Spiritual but Not Religious
Does it make sense to reject religion while maintaining spirituality?
Posted October 28, 2016 Reviewed by Ekua Hagan
Many people today (on dating sites, for example) describe themselves as "spiritual but not religious." I always say that I am not spiritual because I don't believe in spirits and other supernatural agents. But contemporary advocates of SBNR seem to have a looser idea of what spirituality amounts to that deserves scrutiny.
First, we can look at what the rejection of religion involves. There is no agreed-upon definition of religion, but the concept can be captured by a 3-analysis that looks at standard examples, typical features, and explanations.
Exemplars of religion include Christianity, Islam, Hinduism, etc. Part of what people are saying when they describe themselves as "not religious" is that their views are not those of any of the standard religions.
More specifically, people are rejecting typical features of religion, including organized churches accompanied by rituals and social norms, along with supernatural agents such as the Christian God and Allah. In addition, people may be rejecting some of the standard explanations that religion is used for, such as the existence of the universe and the establishment of morality.
But what makes someone who is spiritual different from an atheist or agnostic who also rejects religion?
Spirituality for some people seems to mean merely that they believe in ethical values such as caring about other people. But there are many ethical views that operate on rational principles and empathy without invoking spirituality. Values are emotional attitudes that can be objective if they are based on human needs, as I argue here.
Spirituality sometimes goes with a set of practices that may be reassuring and possibly healthy. Activities such as yoga and tai chi are good forms of exercise that make sense, independent of any spiritual justification.
Sometimes spirituality fits with rejection of modern medicine, which despite its limitations is far more likely to cure people than weird ideas about quantum healing and ineffable mind-body interactions. Evidence-based medicine is better than fuzzy wishful thinking.
Perhaps the most common basis of modern spirituality is just a mystical sense that the universe is somehow meaningful and benign, as captured in the slogan that everything happens for a reason, criticized here.

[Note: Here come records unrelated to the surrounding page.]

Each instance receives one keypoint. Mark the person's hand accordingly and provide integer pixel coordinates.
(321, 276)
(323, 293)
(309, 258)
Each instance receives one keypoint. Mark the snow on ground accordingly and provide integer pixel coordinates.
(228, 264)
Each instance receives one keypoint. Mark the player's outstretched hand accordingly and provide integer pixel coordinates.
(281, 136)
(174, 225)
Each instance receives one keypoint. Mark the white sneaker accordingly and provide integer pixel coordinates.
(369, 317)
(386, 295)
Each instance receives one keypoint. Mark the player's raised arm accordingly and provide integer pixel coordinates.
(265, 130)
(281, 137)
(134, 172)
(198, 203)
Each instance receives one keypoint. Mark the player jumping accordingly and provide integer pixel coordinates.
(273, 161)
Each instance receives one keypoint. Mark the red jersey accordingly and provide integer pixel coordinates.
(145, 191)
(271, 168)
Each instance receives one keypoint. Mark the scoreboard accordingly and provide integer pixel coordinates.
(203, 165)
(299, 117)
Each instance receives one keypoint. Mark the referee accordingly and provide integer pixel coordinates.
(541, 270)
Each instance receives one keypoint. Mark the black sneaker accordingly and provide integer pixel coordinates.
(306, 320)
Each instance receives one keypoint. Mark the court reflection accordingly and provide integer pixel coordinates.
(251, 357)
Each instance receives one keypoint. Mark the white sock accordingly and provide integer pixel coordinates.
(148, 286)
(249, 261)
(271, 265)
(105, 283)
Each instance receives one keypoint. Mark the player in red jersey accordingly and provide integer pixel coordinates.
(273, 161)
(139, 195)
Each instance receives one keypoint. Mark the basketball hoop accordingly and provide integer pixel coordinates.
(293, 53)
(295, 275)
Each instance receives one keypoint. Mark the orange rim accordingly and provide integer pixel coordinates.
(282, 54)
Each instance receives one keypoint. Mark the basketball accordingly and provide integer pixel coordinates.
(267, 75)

In the absence of evidence for such meaningfulness, the most plausible explanation for why people are spiritual in this way is motivated inference: These beliefs contribute toward goals such as being emotionally secure. The universe is indeed a scary place, with more than a trillion stars that make our little planet and its inhabitants seem inconsequential. Religion provides reassurance that we are not as cosmically insignificant as science suggests. Moreover, benign gods such as the Christian Father appealingly offer a being looking out for us in the face of everyday difficulties such as disappointment, disease, disaster, and death. Disaffection with organized religion shifts people’s attention toward more amorphous kinds of reassurance that mystical spirituality seems to support.
However, under close scrutiny, spirituality is no better than religion at making sense of the world in ways consistent with evidence and argument. There are effective secular ways of dealing with the world and issues from the medical to the psychotherapeutic to the cosmological. Motivated inference is hard to avoid, but people can realize that mystical spirituality is no more plausible than traditional religious views. If you don’t like religion, you shouldn’t be spiritual either.